The future Lucy Forest discovered the Experiment in International Living, and she volunteered to place American students with families abroad. She wrote in the review of her life, “This was the start of what I’ve been doing ever since - working for peace and justice.”

After she divorced from John Cushing in 1963, she left Southern California for San Francisco, working first for Planned Parenthood and then the San Francisco Council for Civic Unity. Subsequently, she did campaign work for the late State Sen. Nick Petris and the Upward Bound program at UC San Francisco.

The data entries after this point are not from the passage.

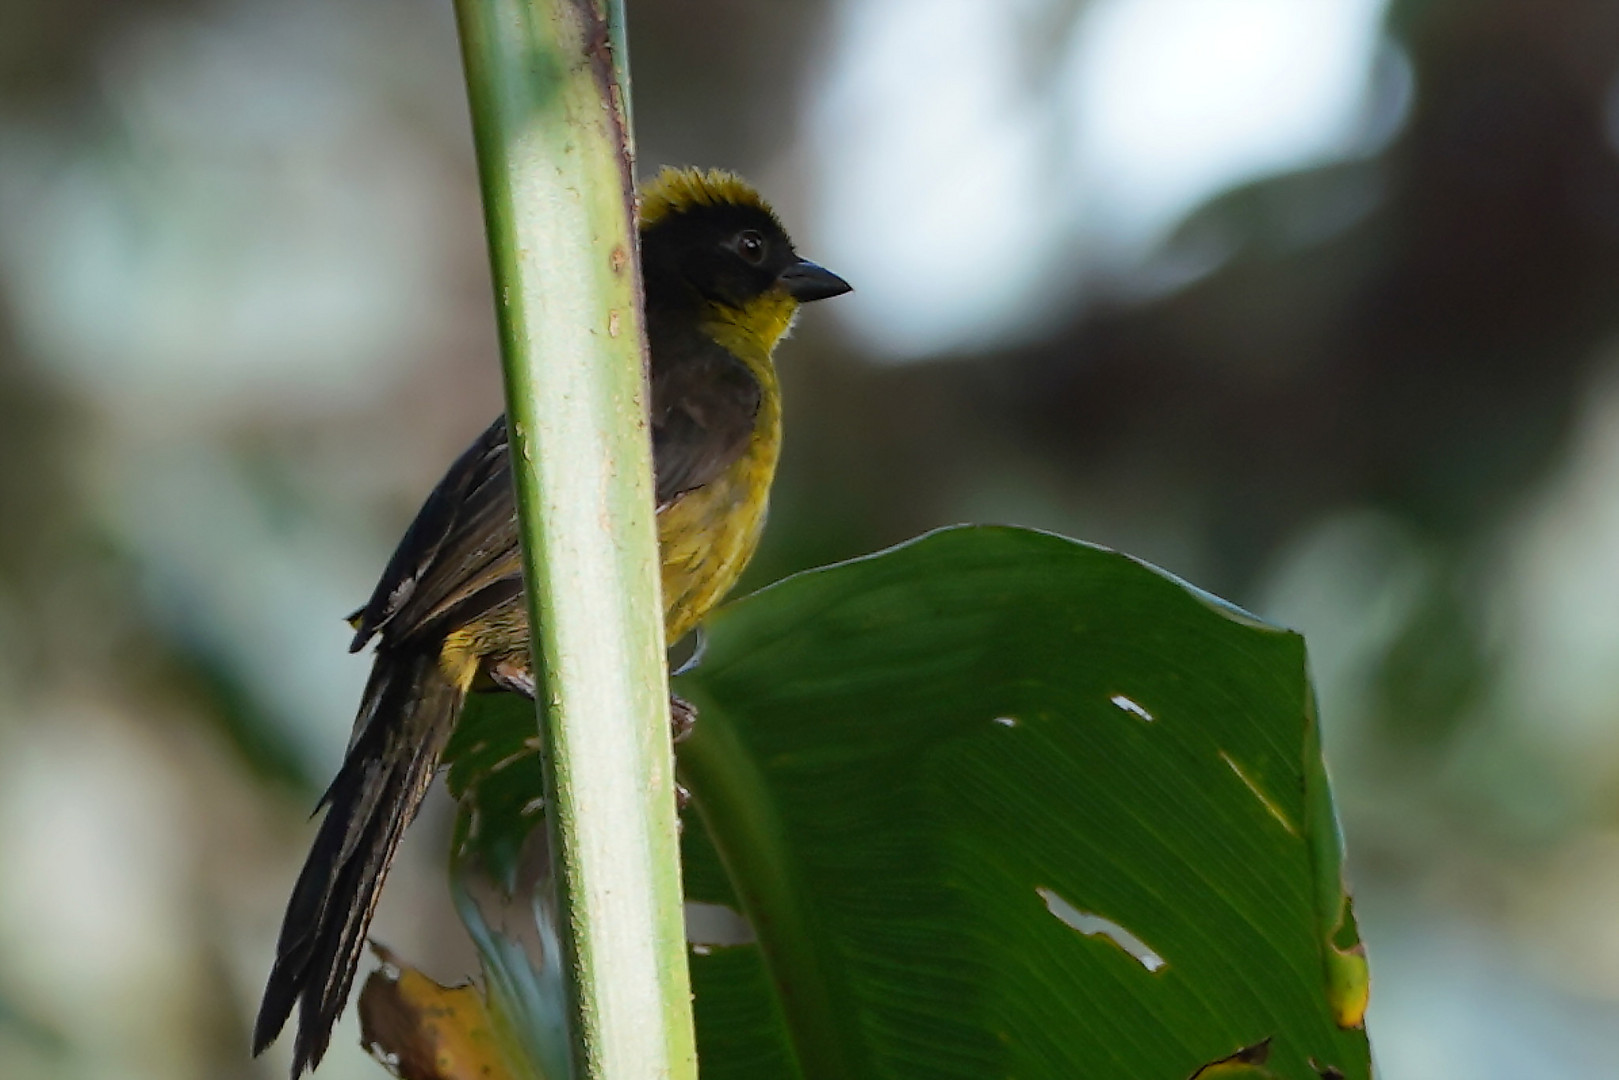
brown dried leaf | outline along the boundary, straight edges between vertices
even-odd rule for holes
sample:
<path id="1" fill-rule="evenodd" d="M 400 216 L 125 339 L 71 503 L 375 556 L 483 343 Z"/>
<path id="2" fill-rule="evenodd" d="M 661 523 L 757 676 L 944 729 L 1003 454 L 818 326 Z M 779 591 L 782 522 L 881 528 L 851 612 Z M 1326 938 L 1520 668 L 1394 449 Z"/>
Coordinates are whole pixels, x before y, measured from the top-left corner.
<path id="1" fill-rule="evenodd" d="M 372 942 L 382 966 L 360 991 L 360 1044 L 402 1080 L 515 1080 L 476 986 L 440 986 Z"/>

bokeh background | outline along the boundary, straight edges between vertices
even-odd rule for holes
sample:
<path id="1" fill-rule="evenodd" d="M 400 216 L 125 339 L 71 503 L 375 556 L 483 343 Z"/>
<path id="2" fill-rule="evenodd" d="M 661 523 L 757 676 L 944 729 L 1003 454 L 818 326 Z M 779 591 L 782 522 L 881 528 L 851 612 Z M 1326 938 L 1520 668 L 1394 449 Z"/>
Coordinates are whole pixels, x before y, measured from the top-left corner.
<path id="1" fill-rule="evenodd" d="M 750 581 L 1016 522 L 1306 631 L 1380 1075 L 1613 1075 L 1619 4 L 629 6 L 643 168 L 859 290 Z M 498 408 L 458 65 L 448 0 L 0 7 L 9 1080 L 283 1074 L 341 617 Z M 454 979 L 444 841 L 376 934 Z"/>

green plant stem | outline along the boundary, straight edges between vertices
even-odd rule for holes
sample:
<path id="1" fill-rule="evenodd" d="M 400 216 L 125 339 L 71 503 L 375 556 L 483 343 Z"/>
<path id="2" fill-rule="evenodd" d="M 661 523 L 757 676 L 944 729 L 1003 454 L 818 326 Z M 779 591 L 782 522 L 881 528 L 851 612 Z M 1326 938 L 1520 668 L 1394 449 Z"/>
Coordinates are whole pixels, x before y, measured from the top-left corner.
<path id="1" fill-rule="evenodd" d="M 574 1074 L 696 1076 L 621 0 L 456 0 L 494 267 Z"/>

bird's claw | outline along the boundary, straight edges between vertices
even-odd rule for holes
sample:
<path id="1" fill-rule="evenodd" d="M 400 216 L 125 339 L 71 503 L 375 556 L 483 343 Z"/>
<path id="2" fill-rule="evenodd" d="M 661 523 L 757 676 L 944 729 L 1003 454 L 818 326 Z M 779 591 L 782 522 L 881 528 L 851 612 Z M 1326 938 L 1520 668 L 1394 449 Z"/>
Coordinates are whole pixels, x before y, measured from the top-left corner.
<path id="1" fill-rule="evenodd" d="M 678 694 L 669 695 L 669 732 L 674 742 L 684 742 L 697 726 L 697 706 Z"/>

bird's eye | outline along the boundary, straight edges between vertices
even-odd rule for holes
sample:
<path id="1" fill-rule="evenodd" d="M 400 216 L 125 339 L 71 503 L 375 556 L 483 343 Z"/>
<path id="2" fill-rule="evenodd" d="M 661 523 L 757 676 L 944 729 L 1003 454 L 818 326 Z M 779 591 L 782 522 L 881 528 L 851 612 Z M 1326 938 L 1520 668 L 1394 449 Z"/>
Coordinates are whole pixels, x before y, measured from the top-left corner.
<path id="1" fill-rule="evenodd" d="M 752 229 L 743 229 L 736 234 L 736 253 L 758 266 L 765 258 L 765 238 Z"/>

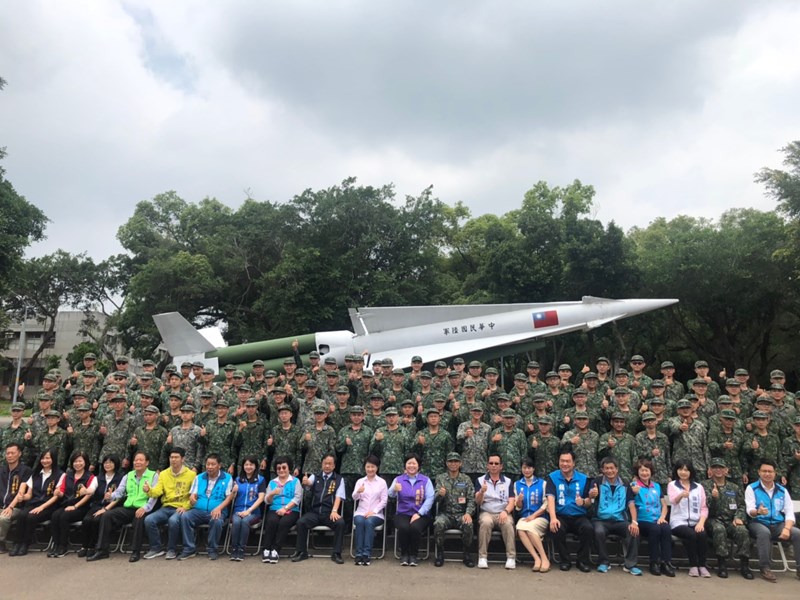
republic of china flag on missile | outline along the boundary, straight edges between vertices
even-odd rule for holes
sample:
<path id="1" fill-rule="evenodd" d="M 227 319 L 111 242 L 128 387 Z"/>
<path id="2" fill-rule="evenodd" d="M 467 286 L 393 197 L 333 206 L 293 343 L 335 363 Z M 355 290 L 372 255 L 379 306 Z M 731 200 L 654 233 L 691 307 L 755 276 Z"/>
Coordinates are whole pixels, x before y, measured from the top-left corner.
<path id="1" fill-rule="evenodd" d="M 543 310 L 541 312 L 533 313 L 534 329 L 539 329 L 541 327 L 552 327 L 553 325 L 558 325 L 557 310 Z"/>

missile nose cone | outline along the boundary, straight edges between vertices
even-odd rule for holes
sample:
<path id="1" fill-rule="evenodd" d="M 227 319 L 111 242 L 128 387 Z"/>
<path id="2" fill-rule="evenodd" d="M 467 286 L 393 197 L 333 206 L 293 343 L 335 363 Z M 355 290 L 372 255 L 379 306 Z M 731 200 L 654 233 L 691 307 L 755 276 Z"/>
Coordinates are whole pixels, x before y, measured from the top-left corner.
<path id="1" fill-rule="evenodd" d="M 625 303 L 625 312 L 629 315 L 638 315 L 640 313 L 664 308 L 672 304 L 677 304 L 677 298 L 631 298 L 623 300 Z"/>

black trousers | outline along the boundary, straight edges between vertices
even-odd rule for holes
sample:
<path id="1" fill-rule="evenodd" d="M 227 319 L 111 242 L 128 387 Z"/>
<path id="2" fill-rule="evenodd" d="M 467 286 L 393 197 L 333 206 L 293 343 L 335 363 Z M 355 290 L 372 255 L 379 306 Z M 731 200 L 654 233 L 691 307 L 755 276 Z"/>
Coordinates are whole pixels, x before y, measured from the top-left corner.
<path id="1" fill-rule="evenodd" d="M 431 518 L 420 517 L 413 523 L 411 515 L 396 514 L 394 516 L 395 535 L 400 548 L 400 556 L 416 556 L 419 554 L 419 543 L 423 534 L 431 525 Z"/>
<path id="2" fill-rule="evenodd" d="M 686 548 L 686 554 L 689 557 L 690 567 L 706 566 L 708 538 L 706 537 L 705 530 L 698 533 L 694 530 L 694 527 L 679 525 L 672 529 L 672 535 L 680 538 L 683 542 L 683 547 Z"/>
<path id="3" fill-rule="evenodd" d="M 69 539 L 69 526 L 72 523 L 82 521 L 89 506 L 81 506 L 75 510 L 67 510 L 67 507 L 58 508 L 50 517 L 50 534 L 53 536 L 53 544 L 56 549 L 66 548 Z"/>
<path id="4" fill-rule="evenodd" d="M 567 550 L 567 534 L 574 533 L 578 536 L 578 561 L 589 564 L 589 551 L 592 540 L 594 539 L 594 527 L 587 517 L 571 517 L 558 515 L 561 527 L 553 534 L 553 544 L 558 552 L 561 562 L 570 562 L 569 550 Z"/>
<path id="5" fill-rule="evenodd" d="M 100 531 L 100 518 L 95 517 L 94 513 L 103 508 L 102 506 L 92 505 L 86 514 L 83 516 L 83 523 L 81 524 L 81 531 L 83 532 L 83 547 L 94 548 L 97 542 L 97 533 Z"/>
<path id="6" fill-rule="evenodd" d="M 333 550 L 331 550 L 331 552 L 334 554 L 341 554 L 345 520 L 342 518 L 338 521 L 331 521 L 330 513 L 326 515 L 306 513 L 300 517 L 300 520 L 297 522 L 297 551 L 308 551 L 308 532 L 320 525 L 330 527 L 333 530 Z"/>
<path id="7" fill-rule="evenodd" d="M 137 519 L 136 510 L 137 509 L 135 508 L 118 506 L 100 515 L 100 518 L 98 519 L 100 521 L 100 526 L 97 533 L 97 549 L 99 551 L 108 552 L 108 548 L 111 545 L 111 532 L 115 529 L 121 529 L 128 523 L 133 525 L 131 552 L 140 552 L 142 550 L 144 517 L 146 517 L 149 513 L 145 513 L 141 519 Z"/>
<path id="8" fill-rule="evenodd" d="M 283 516 L 280 516 L 274 510 L 267 513 L 267 519 L 264 521 L 264 550 L 275 550 L 278 554 L 281 553 L 281 547 L 286 542 L 286 537 L 289 535 L 289 530 L 297 523 L 300 518 L 300 513 L 291 511 Z"/>
<path id="9" fill-rule="evenodd" d="M 36 507 L 34 506 L 33 508 Z M 42 512 L 33 514 L 31 512 L 33 508 L 23 511 L 19 519 L 17 519 L 17 534 L 14 538 L 14 541 L 17 543 L 32 544 L 33 534 L 36 532 L 36 528 L 40 523 L 48 521 L 56 510 L 56 507 L 51 505 Z"/>

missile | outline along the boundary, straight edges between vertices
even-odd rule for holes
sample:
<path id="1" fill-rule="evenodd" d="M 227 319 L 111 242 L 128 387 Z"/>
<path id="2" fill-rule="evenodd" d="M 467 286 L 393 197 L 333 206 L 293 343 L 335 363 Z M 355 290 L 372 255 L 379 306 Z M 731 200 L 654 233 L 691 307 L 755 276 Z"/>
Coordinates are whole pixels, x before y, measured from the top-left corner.
<path id="1" fill-rule="evenodd" d="M 669 299 L 620 299 L 584 296 L 580 301 L 521 304 L 464 304 L 351 308 L 353 331 L 322 331 L 215 348 L 180 313 L 153 316 L 165 347 L 176 362 L 202 361 L 219 372 L 220 364 L 249 371 L 254 360 L 279 370 L 292 356 L 292 342 L 307 361 L 308 353 L 332 356 L 344 364 L 348 354 L 391 358 L 395 367 L 411 366 L 419 355 L 426 363 L 495 351 L 522 351 L 538 338 L 589 331 L 612 321 L 677 303 Z"/>

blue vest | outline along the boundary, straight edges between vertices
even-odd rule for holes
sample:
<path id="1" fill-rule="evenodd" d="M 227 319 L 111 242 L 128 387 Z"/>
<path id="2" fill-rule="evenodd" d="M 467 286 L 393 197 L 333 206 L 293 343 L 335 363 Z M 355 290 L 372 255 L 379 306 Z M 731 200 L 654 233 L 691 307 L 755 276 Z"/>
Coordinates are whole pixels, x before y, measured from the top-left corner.
<path id="1" fill-rule="evenodd" d="M 575 497 L 583 497 L 588 478 L 580 471 L 572 472 L 572 479 L 567 481 L 560 470 L 550 473 L 550 481 L 555 488 L 556 514 L 567 517 L 583 517 L 586 509 L 575 503 Z"/>
<path id="2" fill-rule="evenodd" d="M 597 496 L 597 518 L 601 521 L 625 520 L 625 496 L 628 487 L 617 477 L 614 487 L 603 478 Z"/>
<path id="3" fill-rule="evenodd" d="M 256 477 L 255 481 L 247 481 L 240 477 L 236 480 L 239 491 L 236 493 L 236 500 L 233 503 L 233 512 L 238 513 L 249 509 L 258 499 L 258 490 L 264 485 L 263 475 Z M 255 512 L 261 514 L 263 506 L 259 506 Z"/>
<path id="4" fill-rule="evenodd" d="M 425 504 L 425 486 L 430 481 L 422 473 L 417 473 L 414 484 L 408 475 L 403 473 L 397 478 L 397 483 L 400 484 L 400 491 L 397 492 L 397 514 L 398 515 L 414 515 Z"/>
<path id="5" fill-rule="evenodd" d="M 514 484 L 514 494 L 522 497 L 522 510 L 520 517 L 529 517 L 544 504 L 544 480 L 533 478 L 530 485 L 526 485 L 525 479 L 520 479 Z M 547 518 L 547 513 L 542 515 Z"/>
<path id="6" fill-rule="evenodd" d="M 767 490 L 761 486 L 761 481 L 756 481 L 750 484 L 750 489 L 756 498 L 756 508 L 763 504 L 769 509 L 768 515 L 756 515 L 752 517 L 754 521 L 758 521 L 763 525 L 777 525 L 783 523 L 786 517 L 783 514 L 784 505 L 786 502 L 786 488 L 776 483 L 775 490 L 772 493 L 772 498 L 769 497 Z"/>
<path id="7" fill-rule="evenodd" d="M 283 486 L 283 493 L 278 494 L 272 497 L 272 502 L 269 505 L 270 510 L 279 510 L 292 502 L 294 500 L 294 491 L 299 485 L 297 477 L 289 476 L 289 480 L 286 482 L 286 485 Z M 275 483 L 275 480 L 271 480 L 269 485 L 267 485 L 267 491 L 274 490 L 278 487 L 278 484 Z M 294 506 L 291 509 L 292 512 L 300 512 L 299 506 Z"/>
<path id="8" fill-rule="evenodd" d="M 197 502 L 194 508 L 211 512 L 225 501 L 225 490 L 231 482 L 231 476 L 225 471 L 220 471 L 217 481 L 211 490 L 211 494 L 206 496 L 208 490 L 208 473 L 200 473 L 197 476 Z M 222 511 L 223 517 L 227 516 L 228 510 Z"/>
<path id="9" fill-rule="evenodd" d="M 643 523 L 656 523 L 661 518 L 661 486 L 655 481 L 650 482 L 650 487 L 645 487 L 640 481 L 639 493 L 636 494 L 636 517 Z"/>

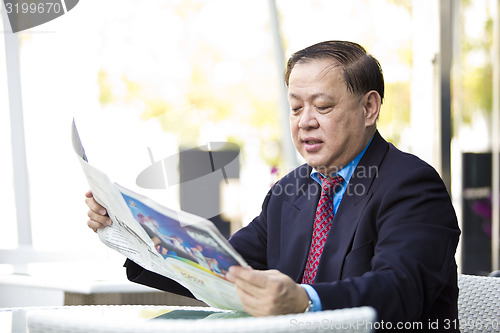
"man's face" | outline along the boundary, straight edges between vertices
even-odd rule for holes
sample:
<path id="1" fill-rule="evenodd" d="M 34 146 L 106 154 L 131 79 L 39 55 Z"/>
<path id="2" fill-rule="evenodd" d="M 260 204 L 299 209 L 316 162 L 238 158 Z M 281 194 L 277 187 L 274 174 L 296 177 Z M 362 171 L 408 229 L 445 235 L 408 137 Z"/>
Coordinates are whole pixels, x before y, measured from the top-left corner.
<path id="1" fill-rule="evenodd" d="M 328 58 L 297 63 L 288 85 L 295 148 L 307 164 L 327 174 L 356 157 L 373 134 L 363 96 L 347 90 L 340 71 Z"/>

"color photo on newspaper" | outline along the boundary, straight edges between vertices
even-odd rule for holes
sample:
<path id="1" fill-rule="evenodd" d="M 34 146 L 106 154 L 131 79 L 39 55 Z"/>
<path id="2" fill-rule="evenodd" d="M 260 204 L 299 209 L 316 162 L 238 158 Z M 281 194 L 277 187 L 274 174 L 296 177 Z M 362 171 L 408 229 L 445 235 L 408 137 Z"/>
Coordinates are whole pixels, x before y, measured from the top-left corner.
<path id="1" fill-rule="evenodd" d="M 230 266 L 240 265 L 215 241 L 206 224 L 181 226 L 178 218 L 166 216 L 137 198 L 121 194 L 163 258 L 182 260 L 220 277 L 224 277 Z"/>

She and Jim Forest married in 1969. Eight years later, they left San Francisco for Santa Rosa upon hearing that some people there were keen to create a co-op housing project. They spent years helping to plan, obtain approval for and build Santa Rosa Creek Commons, and in 1982 they moved into one of the new units.

After the death of Jim Forest nearly 25 years ago, his widow relocated into a smaller space at the Commons. Longtime friend Andrea Learned said, “Remarkably, she lived in the fewest square feet of anyone I know.

“While Lucy didn’t take up a lot of square footage,” Learned added, “She was a force to be reckoned with.”

Preceded in death by a daughter, stepdaughter and stepson, Forest is survived by her son in Carpinteria, her stepdaughter in Solana Beach, stepson Jim Forest Jr. of Holland, 16 grandchildren and step-grandchildren, and 21 great-grandchildren and step-great-grandchildren.

Plans are underway for a celebration of her life.